O papel da liberação miofascial na REABFISIO
Na REABFISIO, entendemos a liberação miofascial como uma estratégia de modulação sensório-motora, inserida dentro de um plano terapêutico mais amplo.
O objetivo não é provocar dor intensa, mas sim:
promover segurança ao sistema nervoso;
reduzir estados de defesa;
facilitar o movimento consciente;
preparar o corpo para exercícios ativos e reeducação neuromotora.
Quando uma técnica gera dor insuportável, contração involuntária ou tentativa de fuga, o corpo entra em estado de alerta. Nesse cenário, as respostas desejadas — analgesia, relaxamento e reorganização motora — não acontecem.
👉 Dor extrema não é sinal de eficácia. Muitas vezes, é sinal de defesa.

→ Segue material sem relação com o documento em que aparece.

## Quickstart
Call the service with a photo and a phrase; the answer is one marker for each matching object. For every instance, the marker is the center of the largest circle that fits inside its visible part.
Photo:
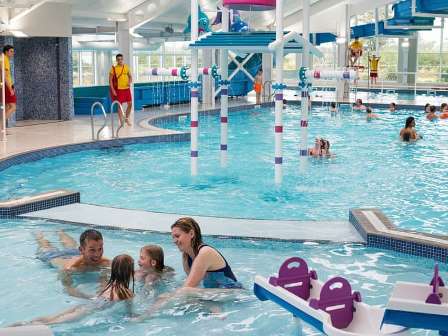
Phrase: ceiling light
(18, 33)
(116, 19)
(340, 40)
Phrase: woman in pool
(201, 262)
(359, 105)
(117, 289)
(408, 133)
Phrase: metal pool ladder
(116, 102)
(92, 109)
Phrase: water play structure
(334, 309)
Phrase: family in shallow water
(204, 266)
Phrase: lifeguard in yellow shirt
(10, 94)
(120, 79)
(355, 51)
(374, 60)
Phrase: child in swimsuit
(117, 289)
(152, 265)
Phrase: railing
(120, 120)
(92, 110)
(268, 85)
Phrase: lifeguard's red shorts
(9, 97)
(123, 95)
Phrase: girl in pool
(117, 289)
(359, 105)
(370, 114)
(152, 265)
(392, 107)
(431, 115)
(321, 148)
(408, 133)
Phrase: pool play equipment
(417, 305)
(335, 310)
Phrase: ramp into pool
(108, 217)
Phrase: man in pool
(87, 257)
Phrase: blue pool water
(30, 288)
(372, 168)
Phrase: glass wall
(84, 64)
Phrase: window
(75, 68)
(143, 65)
(87, 73)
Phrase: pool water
(30, 288)
(372, 168)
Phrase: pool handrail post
(92, 109)
(116, 102)
(224, 91)
(278, 129)
(303, 150)
(194, 91)
(4, 139)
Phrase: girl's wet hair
(122, 272)
(409, 121)
(188, 224)
(155, 252)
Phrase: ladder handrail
(92, 109)
(270, 91)
(116, 102)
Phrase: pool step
(108, 217)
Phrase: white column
(278, 129)
(125, 48)
(303, 150)
(194, 90)
(223, 64)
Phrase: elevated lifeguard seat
(250, 5)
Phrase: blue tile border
(393, 238)
(39, 202)
(102, 144)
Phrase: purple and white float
(421, 306)
(330, 307)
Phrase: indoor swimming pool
(36, 291)
(371, 168)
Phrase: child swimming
(152, 265)
(117, 289)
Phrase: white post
(303, 150)
(377, 32)
(223, 64)
(3, 99)
(278, 160)
(194, 90)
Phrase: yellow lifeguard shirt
(356, 45)
(122, 73)
(7, 69)
(374, 63)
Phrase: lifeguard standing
(355, 51)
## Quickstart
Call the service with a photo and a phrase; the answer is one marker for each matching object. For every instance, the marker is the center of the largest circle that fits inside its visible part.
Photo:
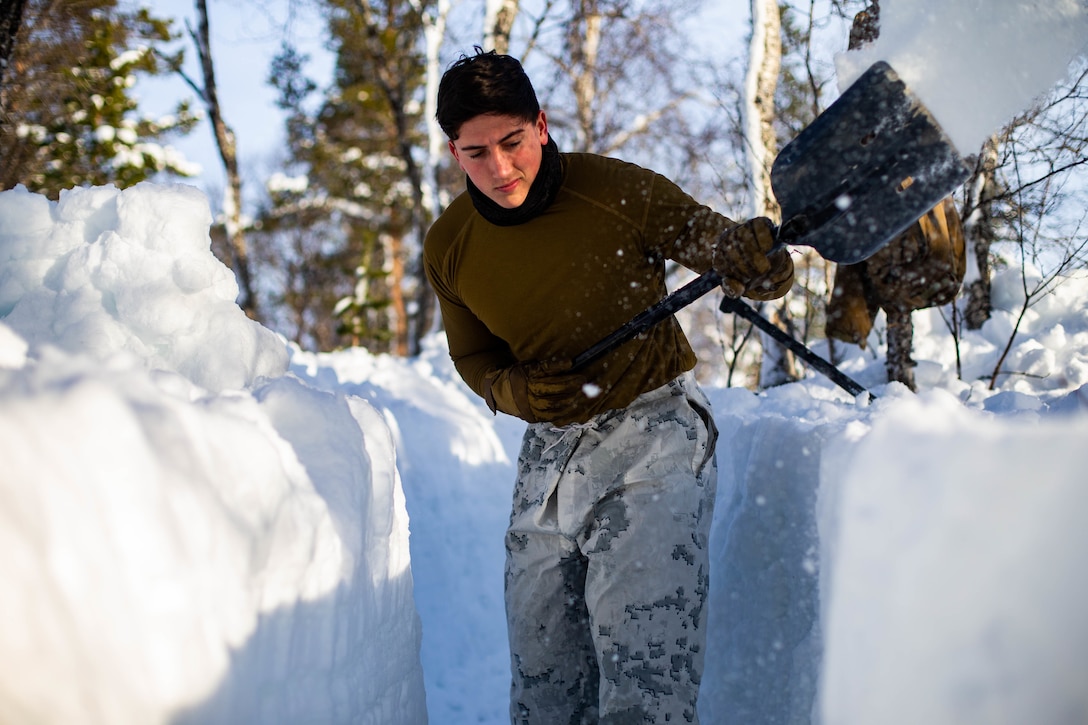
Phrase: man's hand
(535, 391)
(748, 267)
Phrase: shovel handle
(685, 295)
(650, 317)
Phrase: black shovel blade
(866, 169)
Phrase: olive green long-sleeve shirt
(548, 289)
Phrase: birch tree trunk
(585, 46)
(434, 34)
(979, 234)
(11, 19)
(765, 60)
(227, 151)
(497, 24)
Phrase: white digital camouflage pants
(607, 568)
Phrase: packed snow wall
(189, 533)
(910, 560)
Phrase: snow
(204, 524)
(974, 63)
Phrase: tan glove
(535, 391)
(748, 267)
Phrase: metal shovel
(866, 169)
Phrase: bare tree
(229, 154)
(498, 24)
(761, 143)
(11, 19)
(979, 231)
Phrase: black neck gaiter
(540, 197)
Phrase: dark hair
(484, 83)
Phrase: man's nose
(501, 163)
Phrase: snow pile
(955, 591)
(107, 277)
(974, 64)
(196, 535)
(184, 539)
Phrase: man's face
(502, 156)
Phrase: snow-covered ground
(202, 525)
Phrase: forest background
(323, 198)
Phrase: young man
(547, 253)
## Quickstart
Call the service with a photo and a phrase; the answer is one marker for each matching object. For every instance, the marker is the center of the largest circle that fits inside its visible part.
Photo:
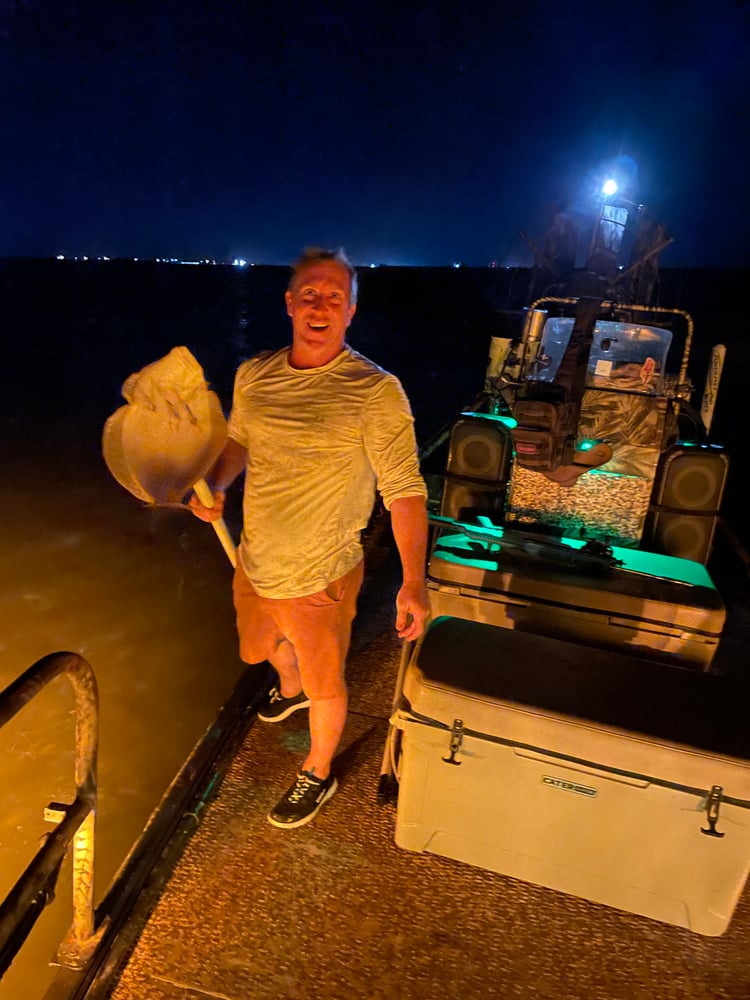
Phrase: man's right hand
(208, 513)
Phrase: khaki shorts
(318, 626)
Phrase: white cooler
(615, 779)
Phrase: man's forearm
(229, 465)
(409, 524)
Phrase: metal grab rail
(34, 890)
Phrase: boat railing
(74, 822)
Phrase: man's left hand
(412, 610)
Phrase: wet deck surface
(336, 910)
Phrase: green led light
(510, 422)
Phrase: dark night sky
(420, 133)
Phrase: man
(315, 427)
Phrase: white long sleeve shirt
(318, 443)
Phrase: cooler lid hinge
(713, 803)
(457, 736)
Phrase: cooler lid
(602, 709)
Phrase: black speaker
(460, 493)
(689, 489)
(478, 465)
(480, 448)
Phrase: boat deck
(336, 910)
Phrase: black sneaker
(303, 800)
(276, 707)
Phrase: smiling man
(316, 428)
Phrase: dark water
(145, 596)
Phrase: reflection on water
(145, 597)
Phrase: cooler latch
(457, 736)
(712, 811)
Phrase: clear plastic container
(624, 356)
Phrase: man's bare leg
(327, 720)
(284, 661)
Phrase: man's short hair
(313, 255)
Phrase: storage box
(618, 780)
(650, 605)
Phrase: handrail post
(81, 939)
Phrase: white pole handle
(205, 496)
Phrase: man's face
(318, 303)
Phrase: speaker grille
(690, 488)
(480, 448)
(467, 493)
(692, 479)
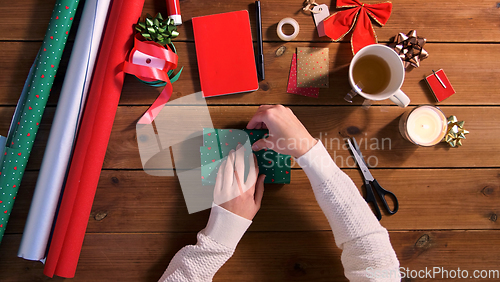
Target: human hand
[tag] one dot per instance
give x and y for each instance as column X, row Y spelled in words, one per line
column 287, row 135
column 231, row 192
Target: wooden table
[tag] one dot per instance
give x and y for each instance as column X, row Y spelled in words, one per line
column 449, row 197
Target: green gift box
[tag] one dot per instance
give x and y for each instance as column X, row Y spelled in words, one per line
column 217, row 143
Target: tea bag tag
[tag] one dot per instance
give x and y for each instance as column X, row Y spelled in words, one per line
column 349, row 96
column 320, row 12
column 367, row 104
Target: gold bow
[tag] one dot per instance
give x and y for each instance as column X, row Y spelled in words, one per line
column 309, row 5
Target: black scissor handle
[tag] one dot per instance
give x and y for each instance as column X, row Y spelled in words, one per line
column 370, row 198
column 382, row 193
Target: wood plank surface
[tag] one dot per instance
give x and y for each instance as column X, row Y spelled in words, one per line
column 444, row 21
column 471, row 68
column 262, row 256
column 426, row 197
column 376, row 129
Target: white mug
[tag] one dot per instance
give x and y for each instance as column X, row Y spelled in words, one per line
column 393, row 89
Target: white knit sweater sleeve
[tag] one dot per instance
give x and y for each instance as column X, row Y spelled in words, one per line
column 367, row 254
column 216, row 244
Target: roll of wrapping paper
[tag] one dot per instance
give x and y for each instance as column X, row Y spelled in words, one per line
column 92, row 140
column 63, row 132
column 31, row 106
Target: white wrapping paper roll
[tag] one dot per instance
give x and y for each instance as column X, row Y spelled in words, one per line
column 63, row 132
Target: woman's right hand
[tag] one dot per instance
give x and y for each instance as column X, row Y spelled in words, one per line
column 287, row 135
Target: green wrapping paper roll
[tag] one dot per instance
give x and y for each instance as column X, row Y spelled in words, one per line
column 37, row 89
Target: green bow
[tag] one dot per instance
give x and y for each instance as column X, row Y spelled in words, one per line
column 157, row 29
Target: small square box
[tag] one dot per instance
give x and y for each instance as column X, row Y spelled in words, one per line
column 440, row 85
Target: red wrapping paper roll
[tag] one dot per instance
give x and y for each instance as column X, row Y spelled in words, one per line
column 92, row 140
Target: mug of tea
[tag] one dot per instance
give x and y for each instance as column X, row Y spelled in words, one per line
column 377, row 73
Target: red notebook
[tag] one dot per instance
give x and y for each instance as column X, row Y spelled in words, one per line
column 224, row 50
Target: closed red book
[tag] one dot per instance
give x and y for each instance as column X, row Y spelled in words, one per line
column 224, row 49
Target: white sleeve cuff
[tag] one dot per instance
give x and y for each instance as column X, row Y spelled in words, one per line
column 226, row 227
column 317, row 164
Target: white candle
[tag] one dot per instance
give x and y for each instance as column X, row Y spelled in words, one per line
column 425, row 125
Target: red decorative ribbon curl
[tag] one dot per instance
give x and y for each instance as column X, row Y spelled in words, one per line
column 358, row 20
column 146, row 73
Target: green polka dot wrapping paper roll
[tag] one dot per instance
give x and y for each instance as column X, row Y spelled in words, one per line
column 31, row 106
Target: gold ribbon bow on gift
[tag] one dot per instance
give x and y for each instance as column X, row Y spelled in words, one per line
column 410, row 48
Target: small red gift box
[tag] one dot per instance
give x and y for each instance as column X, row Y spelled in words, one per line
column 440, row 85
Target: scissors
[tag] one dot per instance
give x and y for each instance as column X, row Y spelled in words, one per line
column 372, row 184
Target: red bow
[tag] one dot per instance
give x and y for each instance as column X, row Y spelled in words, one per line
column 341, row 23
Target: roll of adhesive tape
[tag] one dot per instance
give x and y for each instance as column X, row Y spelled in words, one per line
column 291, row 22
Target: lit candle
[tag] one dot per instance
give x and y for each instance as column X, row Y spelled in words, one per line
column 424, row 125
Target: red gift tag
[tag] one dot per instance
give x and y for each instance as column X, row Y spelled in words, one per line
column 440, row 85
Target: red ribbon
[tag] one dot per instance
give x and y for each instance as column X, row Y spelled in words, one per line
column 146, row 73
column 358, row 20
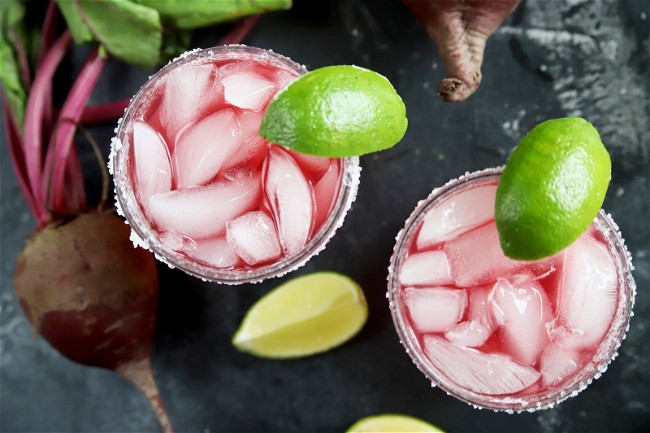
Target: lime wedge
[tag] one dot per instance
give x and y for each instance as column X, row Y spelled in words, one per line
column 551, row 189
column 336, row 111
column 392, row 423
column 304, row 316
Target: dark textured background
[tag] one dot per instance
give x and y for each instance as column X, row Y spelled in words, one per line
column 550, row 59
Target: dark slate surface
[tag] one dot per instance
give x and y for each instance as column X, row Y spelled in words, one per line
column 550, row 59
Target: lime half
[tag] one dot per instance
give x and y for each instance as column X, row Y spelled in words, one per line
column 304, row 316
column 336, row 111
column 551, row 189
column 392, row 423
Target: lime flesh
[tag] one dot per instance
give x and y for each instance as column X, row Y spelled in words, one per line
column 336, row 111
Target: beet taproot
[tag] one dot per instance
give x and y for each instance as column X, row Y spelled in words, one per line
column 460, row 29
column 93, row 296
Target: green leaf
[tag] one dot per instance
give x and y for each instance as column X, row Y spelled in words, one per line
column 191, row 14
column 129, row 31
column 12, row 40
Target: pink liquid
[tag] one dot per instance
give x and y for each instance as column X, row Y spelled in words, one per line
column 207, row 187
column 498, row 333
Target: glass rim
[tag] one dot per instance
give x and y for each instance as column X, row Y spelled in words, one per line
column 141, row 233
column 605, row 353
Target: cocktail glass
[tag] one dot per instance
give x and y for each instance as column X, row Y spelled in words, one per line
column 200, row 187
column 500, row 334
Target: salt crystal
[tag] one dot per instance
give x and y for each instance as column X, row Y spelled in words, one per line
column 253, row 237
column 425, row 268
column 435, row 309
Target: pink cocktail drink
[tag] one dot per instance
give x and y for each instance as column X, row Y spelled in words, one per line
column 503, row 334
column 204, row 191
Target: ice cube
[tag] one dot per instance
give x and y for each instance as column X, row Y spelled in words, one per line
column 152, row 167
column 482, row 373
column 252, row 147
column 203, row 212
column 190, row 92
column 471, row 333
column 428, row 267
column 202, row 150
column 246, row 88
column 458, row 214
column 587, row 295
column 291, row 199
column 521, row 310
column 313, row 166
column 253, row 237
column 215, row 252
column 476, row 258
column 556, row 364
column 325, row 192
column 435, row 309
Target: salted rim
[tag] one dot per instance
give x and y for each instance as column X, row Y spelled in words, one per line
column 142, row 234
column 605, row 354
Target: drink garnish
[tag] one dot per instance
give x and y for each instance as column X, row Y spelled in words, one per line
column 551, row 189
column 309, row 314
column 392, row 423
column 336, row 111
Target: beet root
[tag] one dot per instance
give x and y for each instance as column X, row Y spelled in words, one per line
column 460, row 29
column 93, row 297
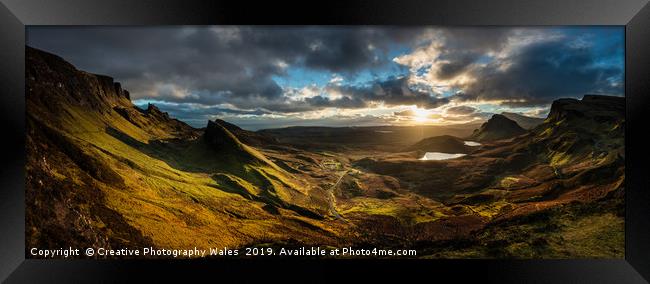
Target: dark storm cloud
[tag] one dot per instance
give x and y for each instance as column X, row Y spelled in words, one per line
column 216, row 65
column 392, row 91
column 240, row 66
column 461, row 110
column 404, row 113
column 542, row 72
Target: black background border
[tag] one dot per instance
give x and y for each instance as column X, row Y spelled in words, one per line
column 633, row 14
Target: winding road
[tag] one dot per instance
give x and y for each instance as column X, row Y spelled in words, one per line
column 332, row 198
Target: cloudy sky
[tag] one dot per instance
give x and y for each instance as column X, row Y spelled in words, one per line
column 266, row 77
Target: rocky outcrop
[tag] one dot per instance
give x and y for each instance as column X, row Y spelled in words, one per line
column 248, row 137
column 51, row 81
column 525, row 122
column 591, row 107
column 498, row 127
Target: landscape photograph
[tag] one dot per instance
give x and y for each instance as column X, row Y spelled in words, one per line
column 426, row 142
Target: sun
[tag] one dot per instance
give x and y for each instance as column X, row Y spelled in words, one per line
column 420, row 115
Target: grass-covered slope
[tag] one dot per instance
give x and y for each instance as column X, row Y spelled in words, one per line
column 102, row 172
column 496, row 128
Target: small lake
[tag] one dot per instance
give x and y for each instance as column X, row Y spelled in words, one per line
column 428, row 156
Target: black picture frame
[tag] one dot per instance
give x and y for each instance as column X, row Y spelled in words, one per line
column 633, row 14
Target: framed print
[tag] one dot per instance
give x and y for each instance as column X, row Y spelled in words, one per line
column 372, row 139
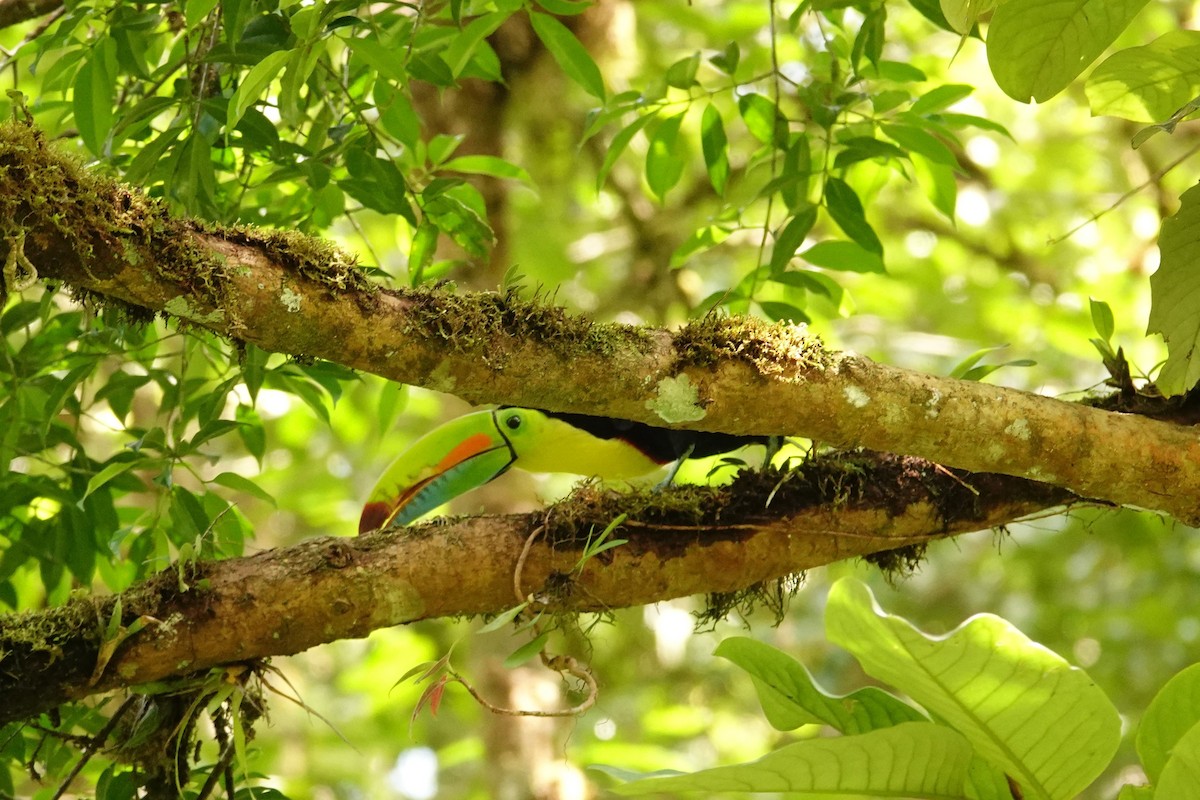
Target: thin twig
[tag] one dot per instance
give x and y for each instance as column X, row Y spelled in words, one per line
column 558, row 663
column 94, row 744
column 521, row 559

O que a ciência sustenta hoje
As evidências atuais apontam que a liberação miofascial funciona como uma ponte entre o toque e o sistema nervoso, e não como uma intervenção estrutural direta.
Principais referências:
Chaudhry H. et al. (2008). J Am Osteopath Assoc
Bialosky J.E. et al. (2009). Manual Therapy
Schleip R., Müller D.G. (2013). Journal of Bodywork and Movement Therapies
Aboodarda S.J. et al. (2015). Journal of Bodywork and Movement Therapies
Conclusão
A chamada “liberação miofascial” não é uma batalha contra os tecidos.É uma forma sofisticada de comunicação com o sistema nervoso.
Quando aplicada com ciência, respeito à fisiologia e integrada ao movimento, ela:
reduz a dor,
melhora o controle motor,
restaura a confiança corporal.
Na REABFISIO, acreditamos em menos força e mais ciência — porque o corpo não precisa ser vencido, e sim compreendido.